All have websites and all are better than Arco and especially VDP from my experience.
You can book inexpensive all inclusive weeks at HE if you take a tour.
PM me if you have any questions as we've stayed at or toured all the resorts in Cabo and SJC in the last two years.


----------



## ada903 (Oct 9, 2013)

We come here 2-3 times per year at Grand Solmar and always know which fixed unit we are getting.  The resort villas and views are amazing and the staff very attentive, but I would not come here on an exchange without knowing my unit location.  Yes there are issues like with all new resorts, Internet is extremely unreliable - we are leaving early from the best unit in the resort (4 bedroom 6,300 sq ft penthouse) partly because I can't work from here, Internet is in and out apparently they are on a plan that has limited capacity well below the needs of guests.  We are taking off a week early, staying one instead of two. 
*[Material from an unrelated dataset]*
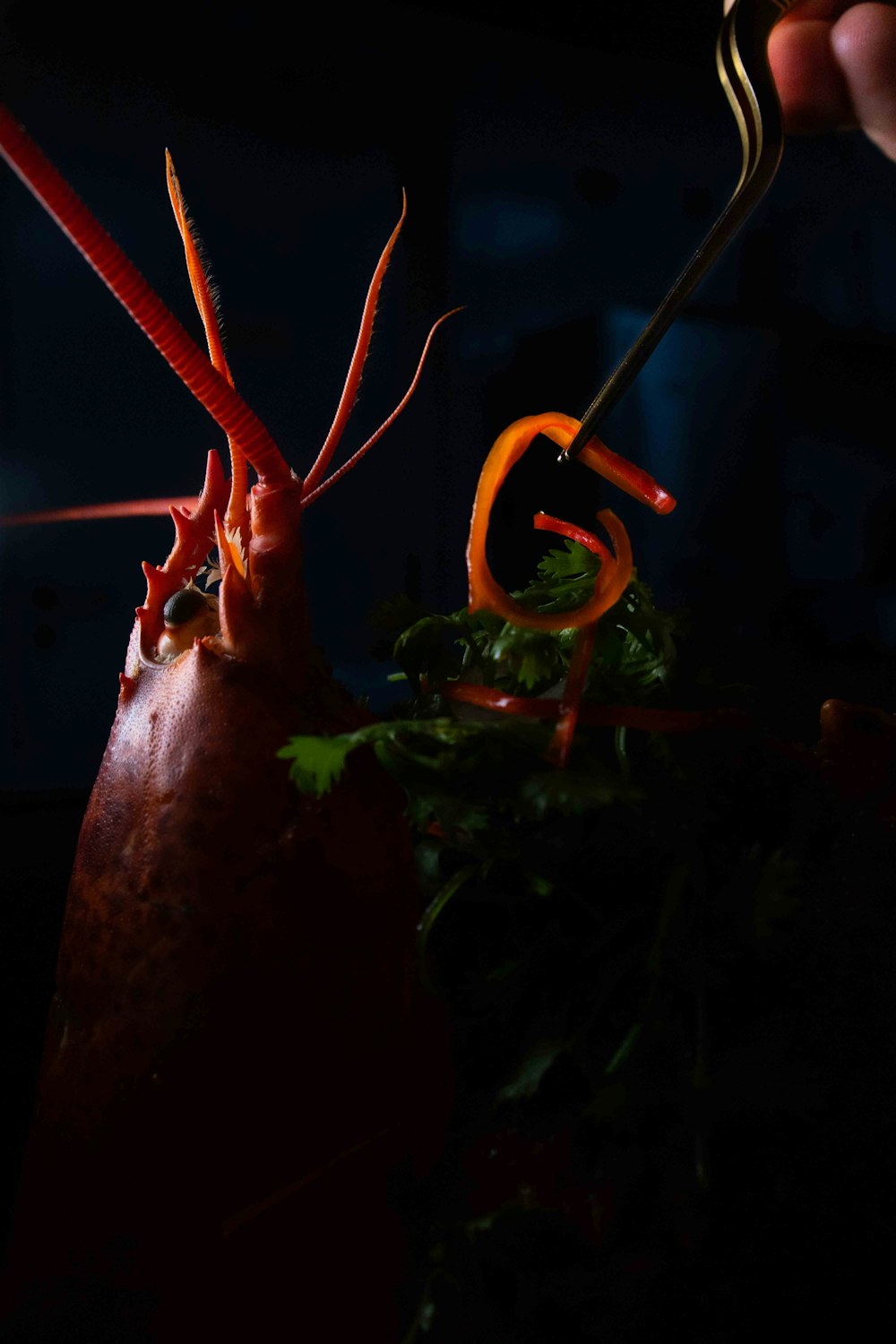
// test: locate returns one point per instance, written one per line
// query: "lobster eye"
(183, 607)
With Interval, consider Casa Medano if you want to walk to downtown restaurants and shops, the views are also beautiful.  Hacienda del Mar and Pueblo Bonito with RCI are also nice.  Sometimes SFX can get specials into pueblo bonito montecristo 3 bedrooms, you can get a basic membership free.  Grand Mayan Los Cabos with RCI is also nice, and I believe I saw getaways there with Interval if not mistaken.


----------



## bethy (Oct 9, 2013)

Thanks so much to both of you!  I am going to look into each of your suggestions carefully over the next few days.  I will report back and post or pm to get more input before we make the final call on where to stay.  

I would love for Cabo to work out.  We've never been and would like to try it and it would be great not to have to change airfare.


----------



## ada903 (Oct 10, 2013)

Trying to upload the map of Grand Solmar, let's see if that worked..


----------



## bethy (Oct 10, 2013)

Thanks so much!  That worked great - I had totally forgotten to email you.  I guess I've pretty much written off this resort for this trip .  I am so bummed to have wasted money trading in there and now since it's so late I don't think I'm going to be able to trade thru Interval to a different resort.  So I'm bummed that I'm actually going to have to - gasp! - PAY for accommodations LOL.  I've only travelled through timeshares for the past 5+ years.

Usually I'm much more on top of things and more cautious with our money than this.  But as I said, I'm a frazzled mom lately.

I've never done all inclusive anything and that seems to be the main option in Mexico nowadays.  I'm looking at Costco Travel as well as other options plus getaways, etc.

It'll all work out!


----------



## ada903 (Oct 10, 2013)

You can probably go to the VIP pool where it's quiet if you end up staying here, may not be most child friendly but it will be away from construction.  If they say anything, which I doubt, tell them the main pool is not acceptable due to construction noise and dust for the kids.  You can still come here and have a good time!  Nobody asked us the room number at the VIP pool.


----------



## bethy (Oct 10, 2013)

I just reread a couple of the views on TUG - which I trust a bit more than Trip Advisor - and they are pretty glowing and seem to indicate that the construction is not that big of a deal.  I might just try to get a great room assignment or pay for an upgrade to a penthouse when we check in and then see how everything goes.  And then change resorts if it doesn't work out.

Looking at the map I can't tell which pool is the VIP pool - is it the farthest one over?  By VIP does that mean that exchangers are not supposed to use it?  I would have no problem telling them that the construction noise is unacceptable elsewhere - esp since we are travelling at an off peak time.  We will have no kids with us.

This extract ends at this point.